The observed morphological characters (Figs. 2, 3) and a close phylogenetic relationship with Cryptoniscoidea sp., which was found on an ostracod (Fig. 4), suggest Podasconidae sp. B belongs to a different genus to the sp. A or sp. C. Morphologically, sp. B showed a resemblance to male Parapodascon in the shape and length of the biramous uropod sympods, however, the attachment site and the number of teeth at the antennule basis of sp. B differed from species of Parapodascon or Podascon. Furthermore, distinguishing adult male cryptoniscoids and cryptoniscus larvae is challenging due to their similar morphology. This raises the possibility that the present podasconid specimens to be juvenile cryptoniscoid, especially sp. B. In that case, although speculative, it might be suggested that B. arcillis could serve as intermediate hosts. Additionally, cryptoniscoids were also found infesting the abdomen of cumaceans of families Bodotoridae and Leuconidae caught from abyssal depths of the present expedition (K. Okamoto, pers. comm.).

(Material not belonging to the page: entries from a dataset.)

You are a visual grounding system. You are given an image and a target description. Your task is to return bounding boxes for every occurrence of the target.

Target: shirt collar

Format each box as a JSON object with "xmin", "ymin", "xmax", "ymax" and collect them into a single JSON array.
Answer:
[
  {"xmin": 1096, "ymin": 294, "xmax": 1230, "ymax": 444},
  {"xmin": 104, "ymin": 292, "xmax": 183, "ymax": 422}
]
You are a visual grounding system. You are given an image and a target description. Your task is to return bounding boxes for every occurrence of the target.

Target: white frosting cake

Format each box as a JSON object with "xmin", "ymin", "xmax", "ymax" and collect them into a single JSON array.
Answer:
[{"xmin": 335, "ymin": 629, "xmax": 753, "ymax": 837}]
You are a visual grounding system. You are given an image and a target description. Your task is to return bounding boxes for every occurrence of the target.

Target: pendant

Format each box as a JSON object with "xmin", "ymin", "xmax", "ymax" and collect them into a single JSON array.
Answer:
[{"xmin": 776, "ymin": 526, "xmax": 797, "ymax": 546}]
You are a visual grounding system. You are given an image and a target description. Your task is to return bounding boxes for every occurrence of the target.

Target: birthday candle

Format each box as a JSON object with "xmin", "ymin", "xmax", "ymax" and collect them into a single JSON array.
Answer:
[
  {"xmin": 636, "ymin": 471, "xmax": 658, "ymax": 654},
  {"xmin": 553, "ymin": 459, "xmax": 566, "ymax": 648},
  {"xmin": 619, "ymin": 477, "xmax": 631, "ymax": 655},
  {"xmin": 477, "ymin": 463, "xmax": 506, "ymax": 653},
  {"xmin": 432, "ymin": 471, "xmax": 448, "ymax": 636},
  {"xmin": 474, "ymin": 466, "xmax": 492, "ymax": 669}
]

Similarly, the German–Russian joint expedition KuramBio II has retrieved juveniles of cryptoniscoids attached to the Ascothoracidae (Dendrogastrida, Thestraca) and cumaceans, collected from the abyssal depth (5120–5741 m) of the Kuril–Kamchatka Trench [28]. In addition, they were juveniles, cryptoniscus larvae also were collected at a depth of 8738.9 m, which is the current deepest record of Epicaridea [28].
The penetration of parasites to the deepest of the trenches in the Northwest Pacific region appears to be a consistent pattern, as also observed in the digenean parasite [29]. The high surface productivity observed in the Japan and Kuril-Kamchatka Trenches [28, 30] might explain the successful penetration of parasites into the abyssal and hadal depths. Increased productivity supports a higher abundance and diversity of organisms, which creates a more favourable environment for parasites to encounter and infect suitable hosts. Such a convenient environment may have induced cryptoniscoids to diversify via host-switching among distantly related crustaceans or between different species of amphipods with varying lifestyles. Further sampling efforts in other productive hadal zones, like the Atacama Trench [31], could provide crucial insights into large-scale patterns of deep-sea parasitism and how these interactions influence biodiversity in extreme environments.
This study provided 16S and 18S ribosomal DNA sequences of the Podasconidae collected from abyssal and hadal oceans, confirming the diversity of these epicaridean isopods in the abyssal and hadal environments. The present study indicated podasconid parasites of amphipods are non-monophyletic and accumulation of DNA sequences and the Cryptoniscoidea from other crustacean groups are worthy of investigation to untangle the phylogenetic relationship of cryptoniscoid families. Moreover, studying the interaction of these parasitic isopods with the other Peracarida could reveal new interactions in the deep sea.